# 17 — US County Mass Shooting Data Collection

Load mass shooting incident counts from the Gun Violence Archive (GVA) CSV,
compute per-capita rates, and merge with existing county indicators.

**Definition:** A mass shooting is an incident where 4 or more people are shot
(not including the shooter). Source: Gun Violence Archive, 2019-2023.

**Caveat:** Mass shootings are rare events. Even aggregated over 5 years,
many counties have very low counts (1-4 incidents), making per-capita rates
subject to substantial small-count volatility. Interpret rates for small-population
counties with caution.

In [1]:
import pandas as pd
import numpy as np
import plotly.graph_objects as go
from pathlib import Path

RAW_DIR = Path('../data/raw')
OUTPUT_DIR = Path('../data/processed')
OUTPUT_DIR.mkdir(parents=True, exist_ok=True)

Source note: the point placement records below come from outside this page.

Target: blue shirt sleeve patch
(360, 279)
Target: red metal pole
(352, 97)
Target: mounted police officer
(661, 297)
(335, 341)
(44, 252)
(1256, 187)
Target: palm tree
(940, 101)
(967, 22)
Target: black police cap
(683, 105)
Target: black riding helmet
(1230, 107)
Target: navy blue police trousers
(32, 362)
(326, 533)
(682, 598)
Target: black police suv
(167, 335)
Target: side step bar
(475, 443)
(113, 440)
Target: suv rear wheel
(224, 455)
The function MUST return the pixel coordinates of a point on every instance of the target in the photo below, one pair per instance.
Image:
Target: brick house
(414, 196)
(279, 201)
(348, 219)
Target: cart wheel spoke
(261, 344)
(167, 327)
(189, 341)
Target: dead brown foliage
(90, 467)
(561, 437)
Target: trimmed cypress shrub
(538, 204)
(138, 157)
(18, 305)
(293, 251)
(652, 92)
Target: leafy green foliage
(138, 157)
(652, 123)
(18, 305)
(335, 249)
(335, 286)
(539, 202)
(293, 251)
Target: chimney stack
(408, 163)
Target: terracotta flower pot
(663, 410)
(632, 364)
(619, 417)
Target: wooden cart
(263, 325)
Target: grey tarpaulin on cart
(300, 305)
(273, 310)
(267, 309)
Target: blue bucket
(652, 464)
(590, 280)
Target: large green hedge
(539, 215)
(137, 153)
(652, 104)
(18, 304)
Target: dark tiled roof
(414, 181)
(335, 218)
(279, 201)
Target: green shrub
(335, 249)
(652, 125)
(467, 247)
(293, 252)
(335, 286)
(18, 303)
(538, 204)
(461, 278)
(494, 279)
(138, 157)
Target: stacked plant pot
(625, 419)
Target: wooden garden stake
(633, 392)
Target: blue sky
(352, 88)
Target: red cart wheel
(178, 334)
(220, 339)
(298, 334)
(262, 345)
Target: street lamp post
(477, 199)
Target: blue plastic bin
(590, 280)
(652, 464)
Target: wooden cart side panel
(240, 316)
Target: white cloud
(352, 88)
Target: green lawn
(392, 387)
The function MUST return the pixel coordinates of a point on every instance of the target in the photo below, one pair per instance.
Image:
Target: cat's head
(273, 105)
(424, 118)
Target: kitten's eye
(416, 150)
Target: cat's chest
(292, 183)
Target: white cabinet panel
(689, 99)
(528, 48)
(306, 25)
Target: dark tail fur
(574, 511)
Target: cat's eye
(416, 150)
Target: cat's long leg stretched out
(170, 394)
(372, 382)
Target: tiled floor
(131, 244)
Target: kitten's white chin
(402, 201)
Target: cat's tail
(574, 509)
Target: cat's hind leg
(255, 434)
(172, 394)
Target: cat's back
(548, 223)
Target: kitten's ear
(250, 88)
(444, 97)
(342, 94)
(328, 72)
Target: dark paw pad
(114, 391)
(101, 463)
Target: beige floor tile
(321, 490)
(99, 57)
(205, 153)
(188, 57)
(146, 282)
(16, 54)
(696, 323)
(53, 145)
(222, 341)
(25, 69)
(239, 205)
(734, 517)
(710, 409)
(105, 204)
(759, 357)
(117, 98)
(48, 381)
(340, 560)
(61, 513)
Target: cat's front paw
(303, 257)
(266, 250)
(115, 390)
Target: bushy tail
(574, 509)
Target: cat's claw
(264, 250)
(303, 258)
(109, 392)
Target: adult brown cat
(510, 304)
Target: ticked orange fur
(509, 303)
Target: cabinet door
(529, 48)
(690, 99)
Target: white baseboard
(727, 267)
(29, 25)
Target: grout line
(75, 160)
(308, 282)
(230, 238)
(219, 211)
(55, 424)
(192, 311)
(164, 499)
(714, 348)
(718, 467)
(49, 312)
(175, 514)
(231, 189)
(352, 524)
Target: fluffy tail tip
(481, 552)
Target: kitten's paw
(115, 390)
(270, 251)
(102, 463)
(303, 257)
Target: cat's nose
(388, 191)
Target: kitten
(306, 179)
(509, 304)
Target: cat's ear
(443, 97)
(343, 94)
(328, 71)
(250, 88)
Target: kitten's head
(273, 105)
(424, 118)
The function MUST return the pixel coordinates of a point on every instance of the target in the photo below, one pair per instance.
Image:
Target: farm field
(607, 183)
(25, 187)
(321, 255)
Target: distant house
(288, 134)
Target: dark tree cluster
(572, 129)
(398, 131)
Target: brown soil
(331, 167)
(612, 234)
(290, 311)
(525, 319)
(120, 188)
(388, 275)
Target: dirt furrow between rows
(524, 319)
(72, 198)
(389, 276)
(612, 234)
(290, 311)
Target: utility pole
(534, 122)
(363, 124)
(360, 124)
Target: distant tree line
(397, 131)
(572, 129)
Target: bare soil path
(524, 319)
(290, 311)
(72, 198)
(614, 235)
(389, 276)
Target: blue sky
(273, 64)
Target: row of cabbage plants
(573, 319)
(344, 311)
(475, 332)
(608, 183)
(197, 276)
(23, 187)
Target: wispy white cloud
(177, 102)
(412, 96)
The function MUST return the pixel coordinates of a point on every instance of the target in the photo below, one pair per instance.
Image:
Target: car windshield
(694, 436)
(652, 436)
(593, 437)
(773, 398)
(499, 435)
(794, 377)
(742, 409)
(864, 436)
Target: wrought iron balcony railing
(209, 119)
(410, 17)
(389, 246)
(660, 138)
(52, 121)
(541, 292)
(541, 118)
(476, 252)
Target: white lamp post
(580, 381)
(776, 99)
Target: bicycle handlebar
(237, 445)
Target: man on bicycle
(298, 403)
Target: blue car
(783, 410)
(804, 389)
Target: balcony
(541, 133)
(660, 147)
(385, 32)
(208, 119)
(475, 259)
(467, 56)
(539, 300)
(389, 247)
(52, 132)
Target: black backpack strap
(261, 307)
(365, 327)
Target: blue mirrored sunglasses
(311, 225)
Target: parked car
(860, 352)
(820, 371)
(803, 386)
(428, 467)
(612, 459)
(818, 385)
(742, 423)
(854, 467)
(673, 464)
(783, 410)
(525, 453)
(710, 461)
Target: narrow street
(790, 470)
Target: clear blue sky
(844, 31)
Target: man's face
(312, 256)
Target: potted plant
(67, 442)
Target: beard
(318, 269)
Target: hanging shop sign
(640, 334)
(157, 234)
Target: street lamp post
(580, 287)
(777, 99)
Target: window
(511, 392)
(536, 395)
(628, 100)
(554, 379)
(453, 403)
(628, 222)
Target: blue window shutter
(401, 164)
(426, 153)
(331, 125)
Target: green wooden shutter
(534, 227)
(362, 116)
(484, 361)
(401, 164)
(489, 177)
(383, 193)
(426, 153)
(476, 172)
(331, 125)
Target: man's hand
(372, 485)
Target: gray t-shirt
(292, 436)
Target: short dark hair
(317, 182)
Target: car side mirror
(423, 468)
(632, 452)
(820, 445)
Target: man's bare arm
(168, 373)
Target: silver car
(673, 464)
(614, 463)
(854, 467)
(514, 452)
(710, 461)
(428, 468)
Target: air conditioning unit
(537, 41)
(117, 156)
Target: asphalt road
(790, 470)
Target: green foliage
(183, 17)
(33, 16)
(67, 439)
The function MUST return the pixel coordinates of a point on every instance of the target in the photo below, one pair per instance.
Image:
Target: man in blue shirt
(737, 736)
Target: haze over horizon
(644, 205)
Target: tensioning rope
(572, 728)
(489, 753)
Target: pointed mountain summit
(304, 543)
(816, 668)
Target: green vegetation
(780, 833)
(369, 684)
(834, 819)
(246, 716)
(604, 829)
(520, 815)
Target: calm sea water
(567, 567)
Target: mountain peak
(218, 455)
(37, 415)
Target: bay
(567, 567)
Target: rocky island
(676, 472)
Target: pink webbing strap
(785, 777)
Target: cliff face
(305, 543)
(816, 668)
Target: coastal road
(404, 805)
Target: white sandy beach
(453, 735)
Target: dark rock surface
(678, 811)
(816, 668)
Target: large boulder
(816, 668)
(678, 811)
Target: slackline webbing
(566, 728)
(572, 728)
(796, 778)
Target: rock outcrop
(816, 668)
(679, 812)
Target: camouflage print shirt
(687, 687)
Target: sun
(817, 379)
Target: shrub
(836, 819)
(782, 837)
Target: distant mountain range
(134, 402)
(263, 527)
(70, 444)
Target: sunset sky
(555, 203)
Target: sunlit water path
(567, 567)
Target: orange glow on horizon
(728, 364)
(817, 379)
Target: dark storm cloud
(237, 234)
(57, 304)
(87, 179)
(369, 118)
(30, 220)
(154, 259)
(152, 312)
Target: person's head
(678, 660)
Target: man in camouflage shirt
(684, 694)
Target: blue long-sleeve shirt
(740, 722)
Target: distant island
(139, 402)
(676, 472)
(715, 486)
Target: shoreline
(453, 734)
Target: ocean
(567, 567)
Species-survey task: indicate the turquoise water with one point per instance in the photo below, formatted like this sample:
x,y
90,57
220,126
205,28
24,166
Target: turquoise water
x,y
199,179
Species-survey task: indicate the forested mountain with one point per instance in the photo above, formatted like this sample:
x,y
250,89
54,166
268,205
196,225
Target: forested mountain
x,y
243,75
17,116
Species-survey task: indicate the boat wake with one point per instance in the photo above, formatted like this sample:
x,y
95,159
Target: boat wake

## Load Mass Shooting Data

In [2]:
ms_df = pd.read_csv(RAW_DIR / 'us_county_mass_shootings.csv', dtype={'fips': str})
print(f"Mass shooting data: {len(ms_df)} counties")
ms_df.head()

Mass shooting data: 101 counties


Unnamed: 0,fips,county_name,state,mass_shooting_incidents,years
0,6037,Los Angeles County,CA,62,2019-2023
1,17031,Cook County,IL,88,2019-2023
2,48201,Harris County,TX,54,2019-2023
3,4013,Maricopa County,AZ,28,2019-2023
4,6073,San Diego County,CA,14,2019-2023


## Load Existing County Data & Compute Rate

In [3]:
county_df = pd.read_csv(OUTPUT_DIR / 'merged_us_county_data.csv', dtype={'fips': str})
print(f"Existing county data: {len(county_df)} counties")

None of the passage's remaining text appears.